We performed qRT-PCR to verify the results of RNA-seq analysis. We examined the expression level of twenty genes using qRT-PCR, including two non-expression genes, four high expression genes, four medium expression gene, and six low expression in five sample using RNA-sequcing. Two non-expression genes using RNA-seq analysis cannot be detected gene expression using qRT-PCR. The strong correlation (R2 = 0.89, P< 0.05) was observed between the expression of 18 DEGs detected by RNA-seq and qRT-PCR (Fig 6). qRT-PCR results confirmed that the reproducibility and reliability of the transcriptome data obtained in this study (S3 Fig).

Fig 6

Comparison of gene expression values obtained by RNA-seq and qRT-PCR.
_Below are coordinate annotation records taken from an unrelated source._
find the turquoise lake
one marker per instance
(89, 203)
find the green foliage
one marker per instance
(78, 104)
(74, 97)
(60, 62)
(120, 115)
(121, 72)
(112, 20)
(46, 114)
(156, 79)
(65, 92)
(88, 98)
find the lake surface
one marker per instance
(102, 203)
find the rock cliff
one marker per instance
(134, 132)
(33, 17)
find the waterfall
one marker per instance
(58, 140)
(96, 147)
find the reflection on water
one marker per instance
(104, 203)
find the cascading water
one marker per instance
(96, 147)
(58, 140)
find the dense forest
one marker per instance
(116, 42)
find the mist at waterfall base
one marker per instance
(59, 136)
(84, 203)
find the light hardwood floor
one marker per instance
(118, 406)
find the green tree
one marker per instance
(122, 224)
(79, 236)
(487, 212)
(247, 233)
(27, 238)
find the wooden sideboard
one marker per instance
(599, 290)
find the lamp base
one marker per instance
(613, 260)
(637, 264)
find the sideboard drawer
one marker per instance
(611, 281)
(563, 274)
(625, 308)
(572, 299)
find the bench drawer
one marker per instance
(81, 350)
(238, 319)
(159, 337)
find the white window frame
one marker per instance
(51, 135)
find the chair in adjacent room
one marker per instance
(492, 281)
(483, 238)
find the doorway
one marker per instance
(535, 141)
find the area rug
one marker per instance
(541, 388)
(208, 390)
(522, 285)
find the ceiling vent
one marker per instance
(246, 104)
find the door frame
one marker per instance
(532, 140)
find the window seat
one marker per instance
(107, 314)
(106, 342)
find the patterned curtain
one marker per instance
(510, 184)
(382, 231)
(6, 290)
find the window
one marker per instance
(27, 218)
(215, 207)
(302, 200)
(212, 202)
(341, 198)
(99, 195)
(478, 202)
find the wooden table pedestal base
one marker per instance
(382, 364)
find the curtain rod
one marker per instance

Fold changes were calculated for 18 DEGs and a high correlation (R = 0.89) was observed between the results obtained using the two methods. The detailed information is given in S3 Fig and S1 Table.

Discussion

The molecular and genetic mechanisms of heterosis are poorly understood, although differential gene expression between a hybrid and its parents is thought to be involved [9–11, 17, 39–41]. In the present study, comparative transcriptome analysis between parent plants and two F1 hybrids was conducted using next-generation sequencing (NGS) technology with no biological replicates. The transcriptome usually can be accurately analyzed using NGS technology with biological replicates. When the funding is not enough, the transcriptome analysis also was performed without biological relicates. But the gene expression profiles of key genes must be verified using qRT-PCR [42]. In our studies, 20 key genes were selected to verified the results of RNA-seq with qRT-PCR. The gene expression profiles of these genes was consistence with our transcriptome analysis. This results indicated that ourtranscriptome analysis was reliable. In present study, a total of 681 and 899 DEGs had nonadditive expression in HYBSOY-1 and HYBSOY-5, respectively. Our GO and KEGG functional analysis together indicate that these DEGs may be involved in heterosis, particularly the 26 genes with transgressive up-regulation identified in the two F1 hybrids.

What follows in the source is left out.